Activity 3(k)

Activity 3k – Government Failure: 

Does Australia’s tax mix lead to an inefficient allocation of resources?

  1. Allocative efficiency is said to occur when society’s wellbeing is maximised through the effective allocation of the nation’s resources. This occurs when no one can be made better off without making someone else worse off. Technical efficiency refers to the use of the scarce resources, whereby output is maximised using the available resources and it is impossible to increase production without increasing inputs. The difference between them can be highlighted by looking at the outcomes. If a society achieved technical efficiency, it would be maximising its output from its available resources. However, this would not guarantee that allocative efficiency would be achieved because the wrong types of goods and services might be produced compared to the needs and wants of society.
  2. Income taxes in Australia are progressive and some economists and businesses argue that they have a negative impact on productivity growth. If a person works harder and increases their productivity, then they may gain some form of performance based pay (a bonus for example). If they lose a high percentage of this in income tax, then the extra effort may not be warranted and the worker might be disincentivised to work harder, therefore technical efficiency might be lower than what it could have been.
  3. High marginal tax rates can distort the after tax rewards from working. This means that high income professionals will be taxed at a higher rate than those who earn less and results in a lower relative after tax wages for higher income earners, which will influence how workers allocate their labour.
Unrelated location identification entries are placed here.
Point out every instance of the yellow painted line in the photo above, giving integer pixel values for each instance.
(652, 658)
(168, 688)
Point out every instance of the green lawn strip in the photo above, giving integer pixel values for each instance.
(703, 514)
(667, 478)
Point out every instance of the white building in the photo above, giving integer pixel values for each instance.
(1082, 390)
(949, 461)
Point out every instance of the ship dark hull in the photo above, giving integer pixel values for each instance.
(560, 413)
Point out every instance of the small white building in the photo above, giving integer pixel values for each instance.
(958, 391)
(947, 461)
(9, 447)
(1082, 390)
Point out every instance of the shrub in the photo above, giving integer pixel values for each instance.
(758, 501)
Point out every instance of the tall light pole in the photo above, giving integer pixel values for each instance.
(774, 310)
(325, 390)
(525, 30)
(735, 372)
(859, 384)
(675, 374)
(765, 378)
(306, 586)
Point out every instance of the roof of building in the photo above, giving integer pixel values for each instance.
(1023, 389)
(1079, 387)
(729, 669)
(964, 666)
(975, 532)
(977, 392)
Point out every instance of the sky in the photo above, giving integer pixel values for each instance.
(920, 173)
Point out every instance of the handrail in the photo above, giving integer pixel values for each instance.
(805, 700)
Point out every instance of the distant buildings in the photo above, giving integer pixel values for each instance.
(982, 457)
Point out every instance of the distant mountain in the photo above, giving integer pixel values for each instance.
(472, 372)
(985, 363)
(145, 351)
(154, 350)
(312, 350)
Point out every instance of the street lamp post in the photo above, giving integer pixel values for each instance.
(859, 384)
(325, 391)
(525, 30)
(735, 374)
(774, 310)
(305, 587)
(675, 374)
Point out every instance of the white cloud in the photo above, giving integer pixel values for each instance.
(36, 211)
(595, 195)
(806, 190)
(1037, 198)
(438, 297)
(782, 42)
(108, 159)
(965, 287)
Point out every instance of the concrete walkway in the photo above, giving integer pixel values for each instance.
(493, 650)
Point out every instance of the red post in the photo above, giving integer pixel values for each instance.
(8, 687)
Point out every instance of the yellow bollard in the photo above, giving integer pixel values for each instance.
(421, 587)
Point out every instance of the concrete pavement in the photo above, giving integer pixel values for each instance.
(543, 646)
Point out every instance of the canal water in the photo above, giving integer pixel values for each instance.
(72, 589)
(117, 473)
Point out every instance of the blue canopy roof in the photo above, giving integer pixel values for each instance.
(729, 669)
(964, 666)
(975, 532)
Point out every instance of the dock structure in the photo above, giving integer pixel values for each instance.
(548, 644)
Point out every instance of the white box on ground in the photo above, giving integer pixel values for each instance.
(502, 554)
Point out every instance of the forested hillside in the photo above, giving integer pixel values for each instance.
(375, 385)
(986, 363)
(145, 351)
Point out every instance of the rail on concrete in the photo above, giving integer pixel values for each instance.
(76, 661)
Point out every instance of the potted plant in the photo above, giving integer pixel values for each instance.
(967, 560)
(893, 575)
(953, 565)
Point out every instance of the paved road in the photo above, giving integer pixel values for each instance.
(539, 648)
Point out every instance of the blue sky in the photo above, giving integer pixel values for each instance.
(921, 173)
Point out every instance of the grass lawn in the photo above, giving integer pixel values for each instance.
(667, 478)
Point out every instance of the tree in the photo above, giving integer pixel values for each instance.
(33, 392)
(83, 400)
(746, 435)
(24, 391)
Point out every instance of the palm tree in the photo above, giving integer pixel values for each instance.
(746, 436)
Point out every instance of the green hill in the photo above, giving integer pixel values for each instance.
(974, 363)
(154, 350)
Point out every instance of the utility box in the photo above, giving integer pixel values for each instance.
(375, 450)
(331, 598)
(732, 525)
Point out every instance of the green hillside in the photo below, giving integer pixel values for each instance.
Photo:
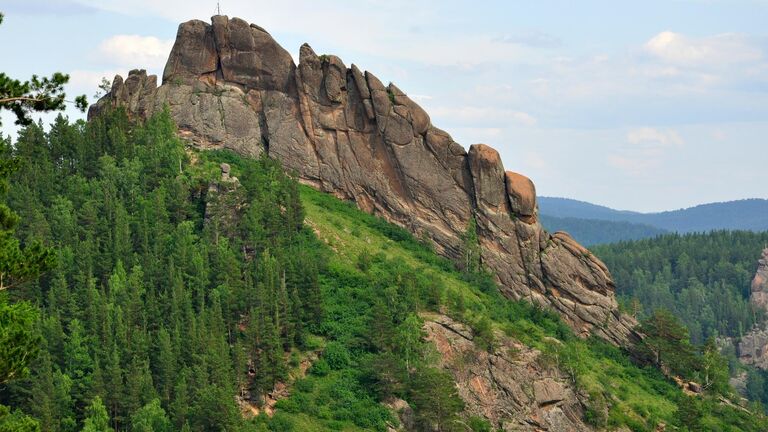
(747, 214)
(173, 305)
(704, 279)
(594, 231)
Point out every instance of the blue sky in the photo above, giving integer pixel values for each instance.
(646, 106)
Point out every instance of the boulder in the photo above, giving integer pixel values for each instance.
(229, 84)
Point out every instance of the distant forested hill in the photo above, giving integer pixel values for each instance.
(749, 214)
(594, 231)
(704, 279)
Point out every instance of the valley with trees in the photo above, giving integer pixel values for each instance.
(282, 247)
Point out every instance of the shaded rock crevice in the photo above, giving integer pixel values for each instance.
(341, 130)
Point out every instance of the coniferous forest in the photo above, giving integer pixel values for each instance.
(175, 295)
(703, 279)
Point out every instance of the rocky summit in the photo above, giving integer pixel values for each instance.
(230, 85)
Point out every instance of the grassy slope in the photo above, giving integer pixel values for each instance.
(637, 397)
(620, 393)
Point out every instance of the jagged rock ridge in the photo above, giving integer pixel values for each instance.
(753, 346)
(230, 85)
(509, 386)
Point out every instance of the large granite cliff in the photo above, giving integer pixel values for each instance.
(753, 346)
(230, 85)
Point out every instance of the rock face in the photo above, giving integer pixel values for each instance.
(759, 295)
(509, 387)
(753, 346)
(341, 130)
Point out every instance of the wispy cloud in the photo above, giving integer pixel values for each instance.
(135, 51)
(717, 50)
(533, 39)
(647, 135)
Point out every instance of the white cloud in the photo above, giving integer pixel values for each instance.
(483, 115)
(647, 135)
(716, 50)
(135, 51)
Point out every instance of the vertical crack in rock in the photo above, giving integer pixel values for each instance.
(342, 131)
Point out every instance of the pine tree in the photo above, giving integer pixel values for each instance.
(97, 419)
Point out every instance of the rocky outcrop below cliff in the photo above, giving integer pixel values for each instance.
(510, 386)
(230, 85)
(753, 346)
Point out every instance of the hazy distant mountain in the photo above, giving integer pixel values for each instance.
(748, 214)
(594, 231)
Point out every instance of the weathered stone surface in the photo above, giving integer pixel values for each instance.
(522, 196)
(510, 387)
(230, 85)
(193, 55)
(759, 296)
(753, 346)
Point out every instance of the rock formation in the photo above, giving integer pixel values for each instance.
(753, 346)
(341, 130)
(759, 293)
(509, 387)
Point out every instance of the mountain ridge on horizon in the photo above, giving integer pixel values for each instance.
(626, 211)
(594, 224)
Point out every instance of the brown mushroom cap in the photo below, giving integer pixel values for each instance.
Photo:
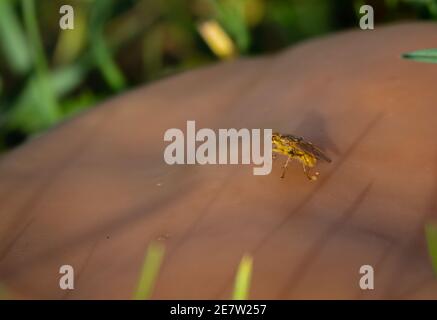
(95, 191)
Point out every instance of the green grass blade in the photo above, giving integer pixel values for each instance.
(12, 39)
(431, 239)
(44, 95)
(243, 278)
(149, 271)
(426, 55)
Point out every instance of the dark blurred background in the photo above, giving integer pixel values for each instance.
(48, 74)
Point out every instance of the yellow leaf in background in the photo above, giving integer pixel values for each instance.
(243, 278)
(217, 39)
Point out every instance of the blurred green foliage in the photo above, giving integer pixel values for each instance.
(48, 74)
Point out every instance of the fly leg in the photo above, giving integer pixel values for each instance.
(284, 168)
(308, 174)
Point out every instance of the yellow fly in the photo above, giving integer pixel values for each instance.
(297, 148)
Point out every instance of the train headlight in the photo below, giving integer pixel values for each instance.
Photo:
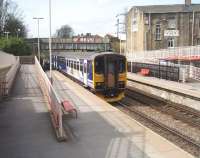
(99, 85)
(121, 84)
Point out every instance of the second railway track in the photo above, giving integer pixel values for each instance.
(176, 123)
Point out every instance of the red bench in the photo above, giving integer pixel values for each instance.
(144, 72)
(68, 107)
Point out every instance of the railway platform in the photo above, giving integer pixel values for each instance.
(102, 131)
(180, 93)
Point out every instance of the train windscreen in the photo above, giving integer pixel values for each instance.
(99, 65)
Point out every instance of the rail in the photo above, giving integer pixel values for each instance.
(53, 100)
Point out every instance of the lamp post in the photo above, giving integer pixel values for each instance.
(50, 58)
(18, 30)
(7, 32)
(38, 22)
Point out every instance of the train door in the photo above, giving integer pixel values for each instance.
(111, 72)
(85, 72)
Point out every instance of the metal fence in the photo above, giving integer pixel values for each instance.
(159, 71)
(7, 78)
(155, 55)
(53, 99)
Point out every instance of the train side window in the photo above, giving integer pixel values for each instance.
(122, 66)
(99, 65)
(74, 64)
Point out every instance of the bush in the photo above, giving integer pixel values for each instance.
(15, 46)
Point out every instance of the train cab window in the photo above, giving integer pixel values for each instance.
(85, 67)
(74, 66)
(122, 66)
(99, 65)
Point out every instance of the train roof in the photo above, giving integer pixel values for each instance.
(83, 55)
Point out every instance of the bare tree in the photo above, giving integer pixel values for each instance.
(65, 31)
(8, 10)
(4, 5)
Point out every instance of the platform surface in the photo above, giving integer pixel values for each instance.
(102, 131)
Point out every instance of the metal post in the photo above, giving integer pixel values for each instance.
(50, 60)
(120, 47)
(38, 23)
(193, 28)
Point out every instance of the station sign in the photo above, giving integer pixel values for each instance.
(171, 33)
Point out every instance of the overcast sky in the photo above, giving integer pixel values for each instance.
(95, 16)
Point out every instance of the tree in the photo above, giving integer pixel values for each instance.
(65, 31)
(15, 26)
(10, 16)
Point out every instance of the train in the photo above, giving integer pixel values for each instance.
(103, 73)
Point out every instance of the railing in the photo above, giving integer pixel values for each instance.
(7, 79)
(155, 55)
(195, 73)
(27, 60)
(53, 99)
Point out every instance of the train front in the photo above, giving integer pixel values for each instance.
(110, 76)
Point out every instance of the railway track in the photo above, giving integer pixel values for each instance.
(165, 119)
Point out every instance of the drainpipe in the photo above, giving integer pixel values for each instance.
(193, 28)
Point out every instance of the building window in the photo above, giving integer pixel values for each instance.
(170, 43)
(158, 31)
(172, 24)
(134, 24)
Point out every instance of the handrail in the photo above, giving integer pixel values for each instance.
(53, 100)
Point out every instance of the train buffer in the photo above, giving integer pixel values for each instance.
(144, 72)
(68, 108)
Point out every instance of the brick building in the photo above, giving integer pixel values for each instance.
(163, 26)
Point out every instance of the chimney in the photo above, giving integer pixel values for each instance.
(187, 2)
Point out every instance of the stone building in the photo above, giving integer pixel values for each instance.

For example, it might disincentivize some workers from undertaking extensive university study (or other form of training) if they believe that they will not be significantly better off than if they chose to enter the labour force as an unskilled worker. Similarly, if our tax system insufficiently rewards effort, then immigrants may choose to allocate their scarce resources elsewhere (e.g. migrate to countries with more attractive income tax regimes). This would mean that more productive workers could be attracted to Australia if income taxes were lower or more attractive, increasing the ability of firms (who face skills shortages) to meet demand and therefore maximise society’s wellbeing.
  4. Stamp duty is an inequitable tax because it is levied only on those who purchase a new house. This means that a person who moves house will pay more in taxes than someone who stays in the same house for many years. The tax is inefficient because it discourages people from moving. People who may no longer need a large house may therefore make it more difficult for young families to move into the neighbourhood they would like. This reduces allocative efficiency. The tax may also discourage people moving for work. If they factor in the cost of stamp duty when deciding whether to take up a job opportunity in another part of the country, then it is likely to alter their decision. This decreases dynamic efficiency because resources are not being directed to where they are most needed.
  5. Based on the answers to part 2 and 3, one could argue that it could improve technical and allocative efficiency because:
  • It might attract skilled immigrants to the country
  • It could encourage workers to increase their productivity
  • It will reward small business owners who take risks because less of their profits will be lost in tax
  • It reduces the distortion to relative prices
  • It might encourage more marginally attached workers to join the workforce


However, unless the government adjusts other taxes, it will represent a significant reduction in tax revenue. This might mean that the government might have to make cuts to spending programs, which may have a negative impact on allocative efficiency.